Watermarking is similar to steganography.
Steganography consists in concealing a message to be transmitted confidentially in a set of apparently insignificant data in such a way that its presence cannot be detected. As in the case of cryptography, steganography can be used to exchange messages with a correspondent without others knowing it. But while standard cryptography relies on the fact that the message will in all likelihood not be understood, the security of steganography relies on the fact that the message will in all likelihood not be detected.
Watermarking differs from steganography primarily in its purpose. Rather than exchanging messages with correspondents, watermarking serves to render a medium secure, an image, sound or video in particular, by cleverly inserting a permanent mark in the said medium without visibly altering it in any way (comparable to noise in the language of signal processing).
Digital watermarking is used for digital images. It has become increasingly popular in recent years. This is primarily due to increasing need to protect transfers of images over the Internet. The technique consists in inserting a mark in digital images. The mark is invisible to the naked eye but can be read by a dedicated recognition system. The latter guarantees that the protected image is native.
A mark typically contains several tens of bits of data at the most. It may contain information regarding the permissions attached to the document, or an indication of the document owner's identity. As a result, anyone unlawfully claiming to be its owner can be exposed.
The following conditions are necessary for effective digital watermarking of chip cards bearing an image.
First of all, the mark must be highly resistant to printing and be very easy to read.
In practice, the mark does deteriorate (print weave, analogue/digital conversion), which results in added “noise”, small geometric distortions and a change of scale generated by the acquisition chain. Such distortions impair synchronization of the image (finding markers in the image). Despite such distortions, the mark should be read from an analogue capture of the previously printed passport photo, for instance with a scanner, a digital camcorder, a Webcam camera or a digital camera.
Furthermore, the card and photograph undergo wear and tear, and sustain both “physical” and “colorimetric” damage so to speak, leading to faded colours, dirt or scratches as well as small geometric defects due to frequent and intensive use card bodies undergo. But the mark must be interpretable even if the passport photo has sustained such wear and tear.
Although digital watermarking techniques have proved to be the most promising for applications aimed at ensuring the security of the body of chip cards, state-of-the-art studies reveal that none of these techniques withstand all such damage to the image (‘A print and scan optimized watermarking scheme’, F. Lefèbvre, D. Guéluy, D. Delannay and B. Macq, IEEE Multimedia Signal processing, 2001).
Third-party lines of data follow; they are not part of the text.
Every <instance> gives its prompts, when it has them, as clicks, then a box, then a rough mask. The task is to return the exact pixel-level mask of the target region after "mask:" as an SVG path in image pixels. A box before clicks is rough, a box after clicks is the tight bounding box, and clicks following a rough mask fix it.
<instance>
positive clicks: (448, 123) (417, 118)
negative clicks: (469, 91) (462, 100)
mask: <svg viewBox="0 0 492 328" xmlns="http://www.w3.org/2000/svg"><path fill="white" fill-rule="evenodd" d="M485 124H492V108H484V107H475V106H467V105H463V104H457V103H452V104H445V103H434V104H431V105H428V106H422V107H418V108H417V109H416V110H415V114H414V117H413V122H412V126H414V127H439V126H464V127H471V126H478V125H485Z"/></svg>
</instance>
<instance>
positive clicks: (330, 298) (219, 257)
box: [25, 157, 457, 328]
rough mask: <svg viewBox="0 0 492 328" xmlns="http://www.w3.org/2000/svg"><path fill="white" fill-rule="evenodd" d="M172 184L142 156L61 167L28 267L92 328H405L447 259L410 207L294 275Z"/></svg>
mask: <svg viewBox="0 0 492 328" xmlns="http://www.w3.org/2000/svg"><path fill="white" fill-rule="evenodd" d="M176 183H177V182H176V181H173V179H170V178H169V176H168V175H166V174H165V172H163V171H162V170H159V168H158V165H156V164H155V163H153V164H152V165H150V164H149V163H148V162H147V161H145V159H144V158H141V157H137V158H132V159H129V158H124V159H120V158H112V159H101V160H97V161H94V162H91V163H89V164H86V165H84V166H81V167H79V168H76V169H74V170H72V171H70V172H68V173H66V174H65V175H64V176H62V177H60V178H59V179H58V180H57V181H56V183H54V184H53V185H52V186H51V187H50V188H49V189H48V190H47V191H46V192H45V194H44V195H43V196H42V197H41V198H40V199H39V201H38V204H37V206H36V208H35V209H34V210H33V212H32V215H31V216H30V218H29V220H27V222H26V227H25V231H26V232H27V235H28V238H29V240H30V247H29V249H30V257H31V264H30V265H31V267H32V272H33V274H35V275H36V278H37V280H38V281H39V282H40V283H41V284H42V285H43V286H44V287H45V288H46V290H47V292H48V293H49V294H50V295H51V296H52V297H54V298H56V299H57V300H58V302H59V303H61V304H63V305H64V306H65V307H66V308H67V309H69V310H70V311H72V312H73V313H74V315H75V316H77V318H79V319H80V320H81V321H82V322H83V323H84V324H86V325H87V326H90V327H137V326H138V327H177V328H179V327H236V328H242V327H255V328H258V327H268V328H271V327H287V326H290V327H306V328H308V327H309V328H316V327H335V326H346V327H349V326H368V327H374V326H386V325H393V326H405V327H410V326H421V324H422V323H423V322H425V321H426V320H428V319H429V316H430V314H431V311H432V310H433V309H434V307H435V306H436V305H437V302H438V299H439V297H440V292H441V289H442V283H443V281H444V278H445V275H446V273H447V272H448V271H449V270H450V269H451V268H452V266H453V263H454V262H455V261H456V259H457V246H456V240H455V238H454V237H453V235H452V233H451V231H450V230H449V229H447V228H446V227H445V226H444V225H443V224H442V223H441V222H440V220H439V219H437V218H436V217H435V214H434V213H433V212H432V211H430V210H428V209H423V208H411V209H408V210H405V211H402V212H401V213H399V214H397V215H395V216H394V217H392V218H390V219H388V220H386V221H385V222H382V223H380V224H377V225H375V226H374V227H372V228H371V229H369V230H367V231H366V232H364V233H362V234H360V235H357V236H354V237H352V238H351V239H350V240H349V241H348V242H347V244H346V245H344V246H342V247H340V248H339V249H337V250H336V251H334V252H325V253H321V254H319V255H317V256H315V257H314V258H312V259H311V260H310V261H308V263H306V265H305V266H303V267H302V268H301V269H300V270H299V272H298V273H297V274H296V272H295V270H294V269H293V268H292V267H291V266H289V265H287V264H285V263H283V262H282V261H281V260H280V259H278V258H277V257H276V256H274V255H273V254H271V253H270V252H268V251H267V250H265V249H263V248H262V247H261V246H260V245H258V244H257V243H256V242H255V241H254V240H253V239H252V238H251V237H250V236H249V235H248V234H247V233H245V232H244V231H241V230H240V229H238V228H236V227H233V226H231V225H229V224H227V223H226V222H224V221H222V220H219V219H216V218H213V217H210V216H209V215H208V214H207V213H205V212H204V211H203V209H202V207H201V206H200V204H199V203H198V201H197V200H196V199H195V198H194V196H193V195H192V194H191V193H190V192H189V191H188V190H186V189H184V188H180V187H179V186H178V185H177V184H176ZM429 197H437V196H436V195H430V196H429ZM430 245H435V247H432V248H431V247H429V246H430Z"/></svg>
In particular, most current approaches based on digital watermarking remain sensitive to damage resulting from a combination of several different damaging factors (‘Perceptual quality evaluation of geometrically distorted images using relevant geometric transformation modeling’, 1. Setyawan, D. Delannay, B. Macq, R. L. Lagendijk, proceedings of SPIE, Security and Watermarking of Multimedia Contents V, Vol 5020, 2003).
Ultimately, even though so-called 2nd-generation solutions are proposed in the literature to counter such attacks, digital watermarking is not yet a totally reliable solution for the purpose of reading the mark on a damaged image (Watermarking Digital Image and Video Data, G C Langelaar, I. Setyawan, R L Lagendijk, IEEE Signal processing Magazine”, September 2000, volume 17-5, pages 20-46). Even though the attacks sustained by a card are difficult to characterize, there is no doubt that they include known attacks such as “print/scan”, “geometric” and others, the outcome of which is clearly stated to be fragile by the scientific community.
Moreover, after reading the concealed physical security data, access to a database is more often than not necessary, which complicates the storage of the said data, its security and quite simply access to it.